Let $G$ be a compact group and $\varphi:G\to L^2(G), \ \sigma\mapsto L_\sigma$ the regular representation.
In the proof of unitairity of $\varphi$ i dont understand one step.
First, the haar measure $\mu$ of $G$ satisfies $$\int_G L_\sigma f d\mu=\int_G f d\mu$$ for all $f$ and $\sigma \in G$.
For the unitairity we have the following $$\langle L_x f,L_xg\rangle=\int_G L_x f(y)\overline{L_xg(y)} dy=\int_G f(x^{-1}y)\overline{g(x^{-1}y)}dy=\int_G f(x)\overline{g(y)}dy=\langle f,g\rangle.$$
why is there equality $\int_G f(x^{-1}y)\overline{g(x^{-1}y)}dy=\int_G f(y)\overline{g(y)}dy$ ?

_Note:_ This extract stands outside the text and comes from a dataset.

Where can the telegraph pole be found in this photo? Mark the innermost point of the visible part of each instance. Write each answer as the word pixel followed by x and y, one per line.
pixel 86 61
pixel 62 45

How to use invariance of the haar measure of $G$?
Thanks
What you are asking is a consequence of the following property: If $f:G\to \mathbb{C}$ is integrable, then $$ \int_G f(yx)\; dx = \int_G f(x)\; dx \quad \text{for all } y\in G, $$ which in turn follows from the left invariance of the Haar measure. To prove this we first consider $f$ to be a simple function, namely $f=1_A$ for some Borel set $A$, and note that $$ \int_G 1_A(yx)\; dx = \int_G 1_{y^{-1}A}(x)\; dx = \mu(y^{-1}A) = \mu(A) = \int_G 1_A(x) \; dx. $$ Then the result is true for linear combinations of such functions and by monotone convergence, for positive measurable functions and finally for any integrable function.